We currently set the aws-node pod to be privileged, but that might not be needed.
Check if CAP_NET_ADMIN and CAP_DAC_OVERRIDE is enough to set the RDF check to loose and copy the binary and config file:
Unfortunately, having the capabilities limited to ["NET_ADMIN", "DAC_OVERRIDE"] is not enough to write to /proc/sys/net/*. From the logs:
[DEBUG] Setting RPF for primary interface: /proc/sys/net/ipv4/conf/eth0/rp_filter
[ERROR] Failed to set up host networkfailed to configure eth0 RPF check: open /proc/sys/net/ipv4/conf/eth0/rp_filter: read-only file system
[ERROR] Initialization failure: ipamd init: failed to set up host network: failed to configure eth0 RPF check: open /proc/sys/net/ipv4/conf/eth0/rp_filter: read-only file system
Looks like only for privileged pod, /proc gets mounted with write access.
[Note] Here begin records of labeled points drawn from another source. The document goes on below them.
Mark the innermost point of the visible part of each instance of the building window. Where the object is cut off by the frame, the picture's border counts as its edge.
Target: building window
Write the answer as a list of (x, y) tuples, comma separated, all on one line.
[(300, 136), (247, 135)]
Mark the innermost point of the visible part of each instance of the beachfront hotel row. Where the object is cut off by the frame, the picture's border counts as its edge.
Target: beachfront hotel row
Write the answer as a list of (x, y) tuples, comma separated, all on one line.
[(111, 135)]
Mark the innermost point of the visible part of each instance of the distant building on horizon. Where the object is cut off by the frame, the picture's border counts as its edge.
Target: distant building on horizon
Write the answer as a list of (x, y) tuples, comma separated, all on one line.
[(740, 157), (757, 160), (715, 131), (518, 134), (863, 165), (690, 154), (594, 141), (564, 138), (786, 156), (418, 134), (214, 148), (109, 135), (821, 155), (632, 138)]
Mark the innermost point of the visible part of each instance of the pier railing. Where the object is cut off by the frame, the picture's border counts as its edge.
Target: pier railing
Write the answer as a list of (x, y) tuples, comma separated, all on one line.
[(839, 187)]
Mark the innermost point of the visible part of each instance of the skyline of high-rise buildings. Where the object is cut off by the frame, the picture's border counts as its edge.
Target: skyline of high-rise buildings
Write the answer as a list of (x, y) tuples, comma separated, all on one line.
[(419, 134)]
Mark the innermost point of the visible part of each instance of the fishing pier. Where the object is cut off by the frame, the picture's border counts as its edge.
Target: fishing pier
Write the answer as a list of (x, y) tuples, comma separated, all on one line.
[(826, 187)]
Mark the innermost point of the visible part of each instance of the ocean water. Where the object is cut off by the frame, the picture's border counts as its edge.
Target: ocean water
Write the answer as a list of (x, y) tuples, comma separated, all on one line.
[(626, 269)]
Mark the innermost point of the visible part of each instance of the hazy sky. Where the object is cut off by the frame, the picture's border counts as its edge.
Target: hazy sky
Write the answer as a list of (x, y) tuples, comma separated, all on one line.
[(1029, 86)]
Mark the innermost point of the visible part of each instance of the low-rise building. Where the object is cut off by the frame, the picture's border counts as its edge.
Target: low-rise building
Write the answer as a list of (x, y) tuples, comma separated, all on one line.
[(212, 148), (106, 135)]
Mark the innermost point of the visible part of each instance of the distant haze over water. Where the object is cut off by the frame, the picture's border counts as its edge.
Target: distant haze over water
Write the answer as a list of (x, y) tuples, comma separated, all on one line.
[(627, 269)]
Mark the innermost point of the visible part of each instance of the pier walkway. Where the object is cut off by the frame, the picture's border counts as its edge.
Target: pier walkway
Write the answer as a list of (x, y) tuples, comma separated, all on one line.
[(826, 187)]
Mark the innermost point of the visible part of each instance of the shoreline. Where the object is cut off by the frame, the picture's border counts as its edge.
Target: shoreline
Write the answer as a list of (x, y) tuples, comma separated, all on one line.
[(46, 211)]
There are few ways to remove privileged pod permission for aws-node,
1) Set the rp_filter through init container.
initContainers:
- command:
- sh
- -c
- sysctl net.ipv4.conf.eth0.rp_filter=2
image: golang:1.13-stretch
name: rp_filter_setting
securityContext:
privileged: true
2) Set the rp_filter when the ec2 instance starts up. But the problem with this approach is, if anyone builds custom AMI then they have to make sure this change is added to their AMI build scripts.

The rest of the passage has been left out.